Lewat “Indonesia Power”, bibit di sebarkan di bbrp desa, Mulai ratamba, pegundungan hingga area dieng. Tujuannya satu, konservasi. Banyak warga yg hanya nanam tanaman sayur tanpa melihat bahwa harus ada tanaman besar atau pelindung, efeknya kemana-mana jika hujan deras. Longsor atau jalan rusak karena air mengalir deras kemana-mana.

Bu Murti dan suami sengaja menanam Pohon kopi di kebunnya yg isinya jagung, cabe dan sawi. 2013 mereka mulai menanam dan sudah panen perdana minggu lalu. Untuk kebun yg bagian bawah saja ada 130 pohon dan sisi atas ada kurang lebih 700 pohon. Mereka mempekerjakan 3 orang warga sekitar untuk panen, huller hingga jadi green beans.
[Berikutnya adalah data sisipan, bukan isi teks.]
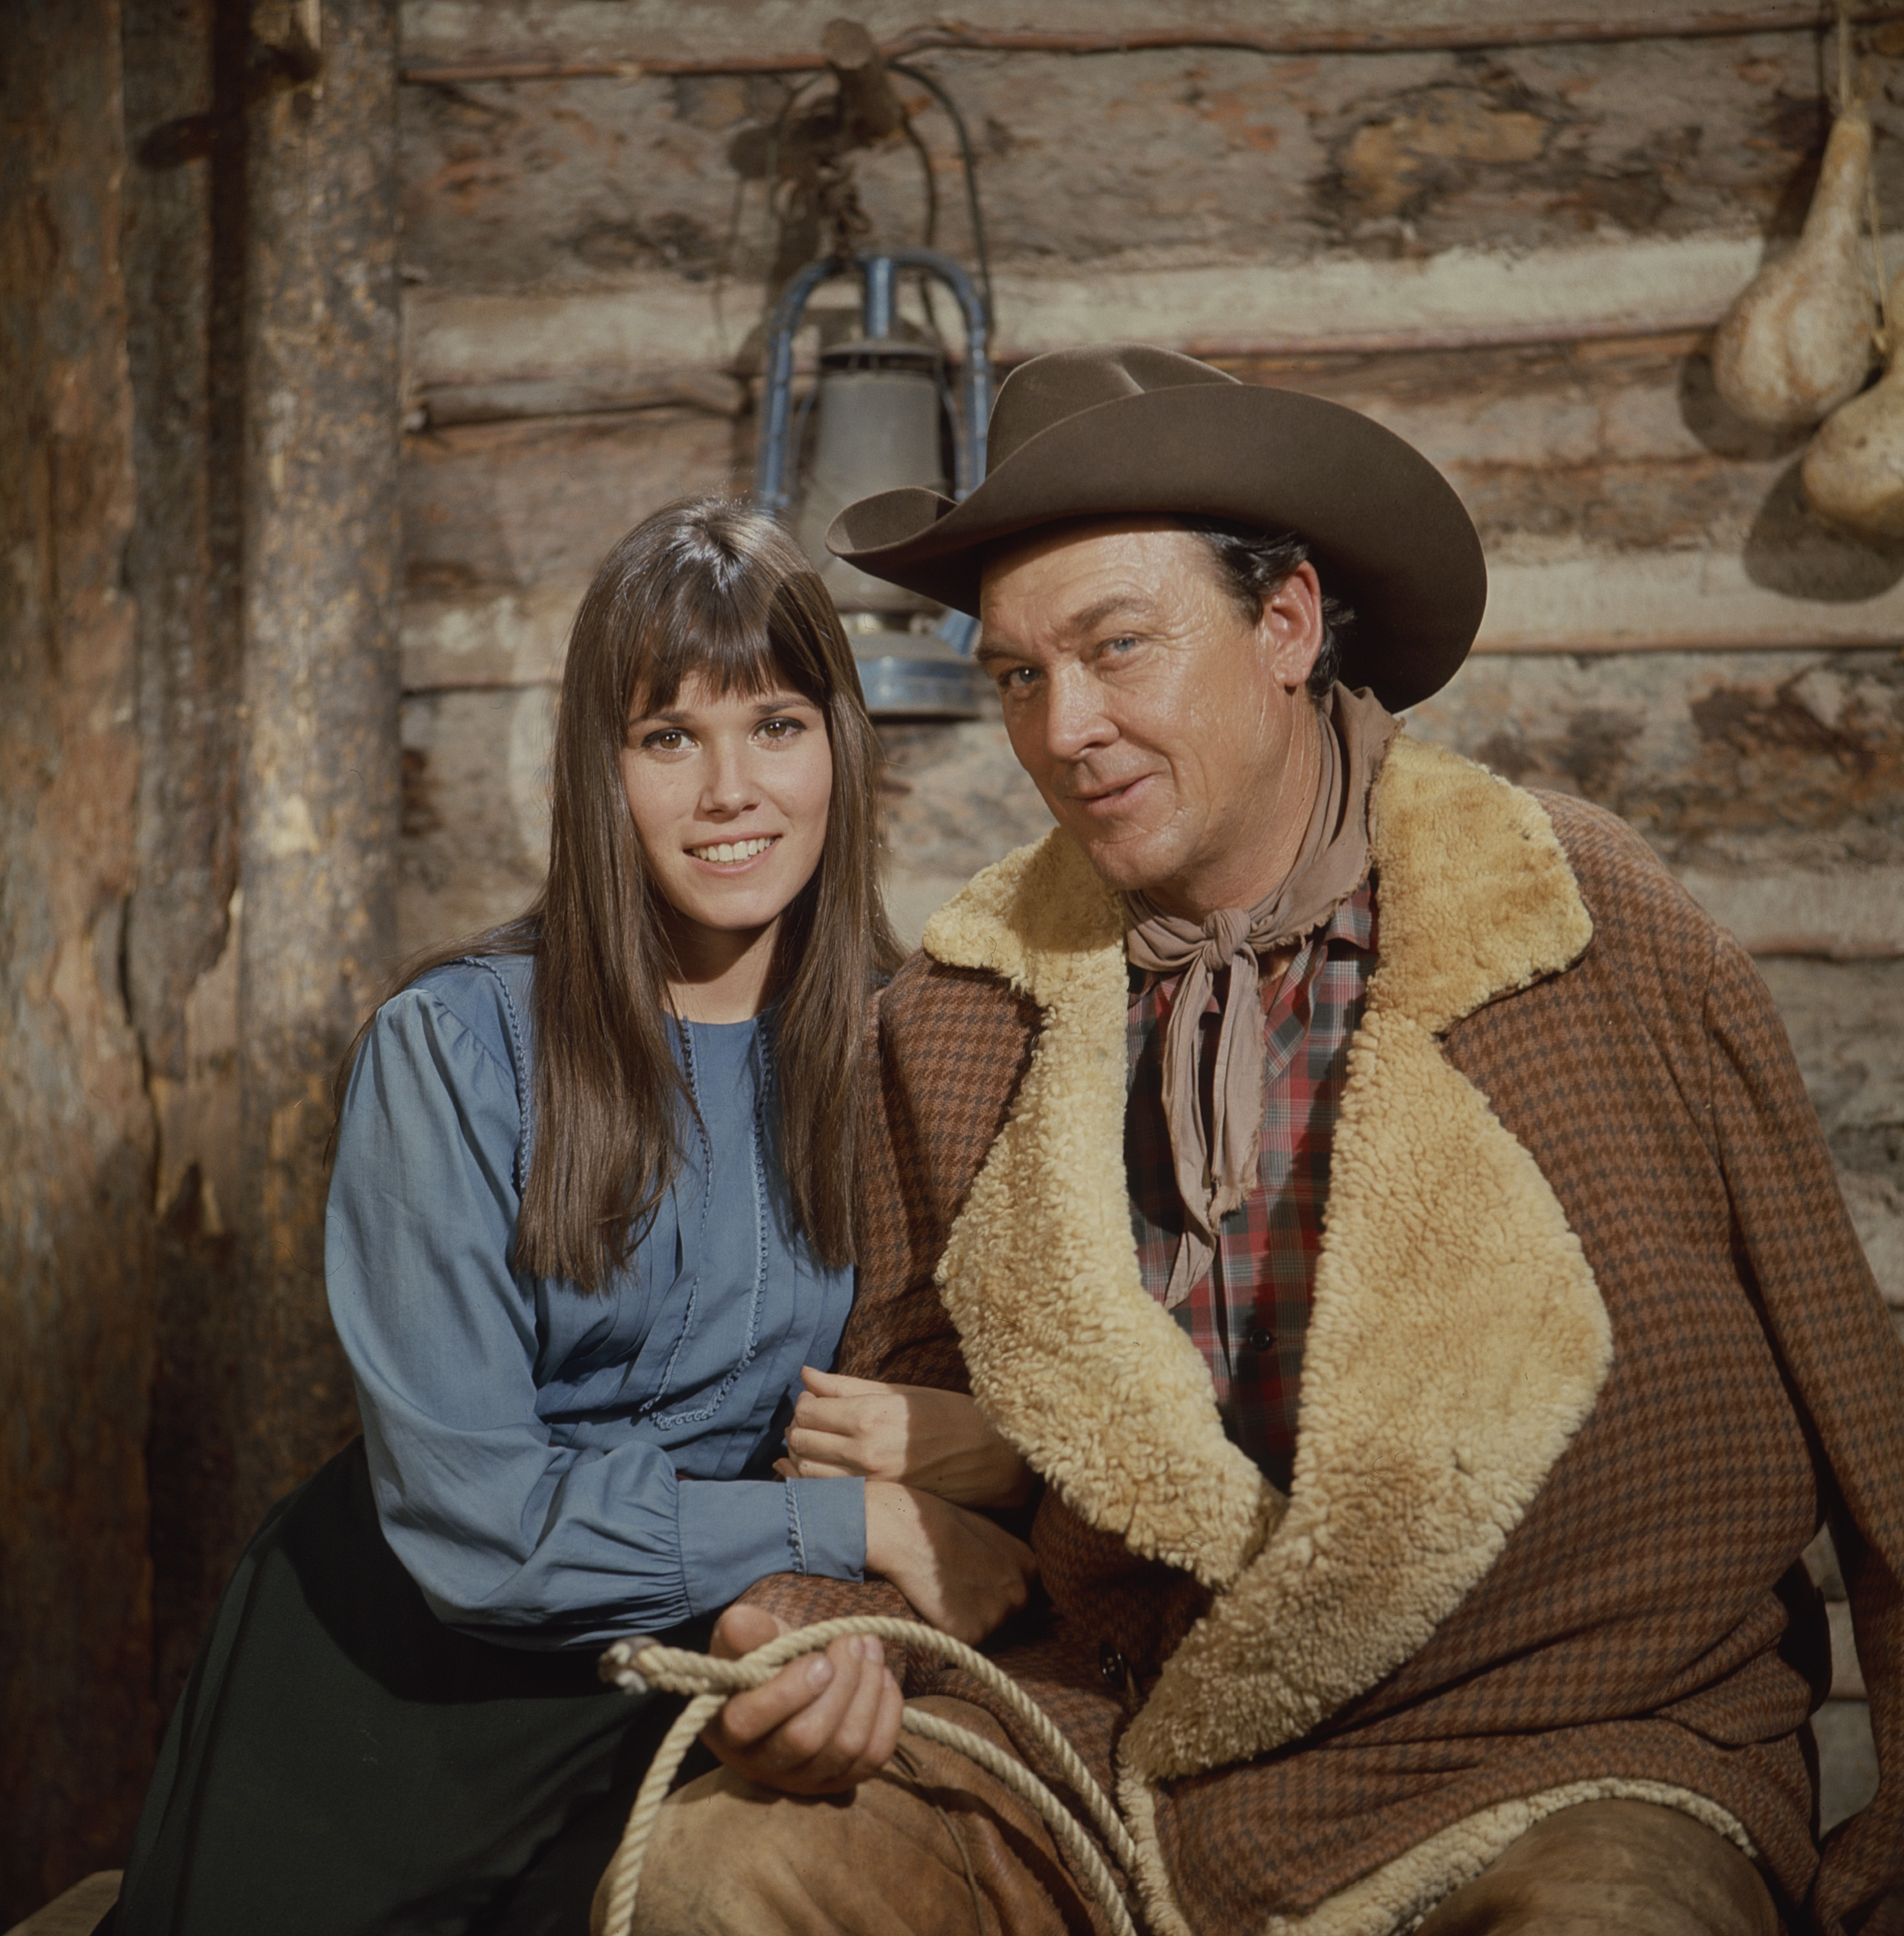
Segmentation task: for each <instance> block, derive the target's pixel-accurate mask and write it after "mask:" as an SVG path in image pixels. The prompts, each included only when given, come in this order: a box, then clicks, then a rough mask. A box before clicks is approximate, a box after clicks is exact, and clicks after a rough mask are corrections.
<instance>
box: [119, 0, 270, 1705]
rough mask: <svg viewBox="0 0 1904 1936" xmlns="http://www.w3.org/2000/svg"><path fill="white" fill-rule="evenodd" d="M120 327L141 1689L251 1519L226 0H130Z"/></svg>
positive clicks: (236, 533)
mask: <svg viewBox="0 0 1904 1936" xmlns="http://www.w3.org/2000/svg"><path fill="white" fill-rule="evenodd" d="M122 14H124V21H122V27H124V37H122V45H124V66H126V147H128V166H126V310H128V325H126V347H128V356H130V364H132V395H134V467H136V470H138V478H139V503H138V517H136V523H134V530H132V542H130V546H128V554H126V579H128V585H130V587H132V592H134V596H136V598H138V606H139V807H138V858H139V881H138V889H136V891H134V894H132V904H130V908H128V916H126V997H128V1003H130V1007H132V1022H134V1026H136V1028H138V1032H139V1044H141V1047H143V1053H145V1086H147V1092H149V1094H151V1100H153V1117H155V1125H157V1133H159V1152H157V1154H159V1162H157V1169H159V1175H157V1191H155V1208H157V1216H159V1241H157V1260H155V1276H153V1299H155V1328H157V1363H155V1371H153V1396H151V1431H149V1435H147V1485H149V1489H151V1558H153V1686H155V1692H157V1698H159V1709H161V1713H165V1711H169V1709H170V1708H172V1702H174V1700H176V1698H178V1690H180V1688H182V1686H184V1679H186V1673H188V1669H190V1663H192V1655H194V1653H196V1649H198V1642H200V1636H201V1634H203V1630H205V1622H207V1618H209V1615H211V1607H213V1601H215V1597H217V1593H219V1589H221V1588H223V1586H225V1580H227V1576H229V1574H230V1564H232V1558H234V1555H236V1553H238V1547H240V1545H242V1541H244V1537H246V1535H248V1533H250V1526H248V1524H244V1522H242V1518H240V1510H238V1502H236V1500H234V1497H232V1481H234V1473H236V1456H234V1448H236V1442H238V1431H236V1423H234V1417H232V1404H234V1398H236V1392H238V1388H240V1386H238V1365H240V1349H238V1346H240V1334H238V1315H240V1311H242V1297H240V1295H238V1284H236V1278H234V1270H232V1264H234V1249H236V1245H234V1239H232V1233H230V1220H232V1216H234V1212H236V1202H238V1191H236V1175H238V1169H236V1156H238V1152H236V1100H238V1078H236V1067H234V1061H236V1009H238V954H236V933H232V929H230V920H229V910H230V908H232V891H234V889H236V885H238V805H236V796H238V672H240V643H242V623H240V620H242V612H240V569H242V525H244V492H242V459H244V449H242V432H244V354H242V316H244V213H246V211H244V201H246V188H244V114H246V106H244V97H246V76H248V72H250V21H248V19H246V15H244V12H242V10H238V8H232V4H230V0H122Z"/></svg>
Dengan geram bu Murti berkata “ saya pengen nunjukin ke warga, yg saya tanam ini pasti ada hasilnya…kopi bisa menghasilkan lebih dr biasanya..”.. nb : Dari sekian warga, Bu Murti adalah salah satu yg nanam saat 2013 awal, selepas itu sekarang ada 22 warga yg ikut nanam dan ngolah kopi.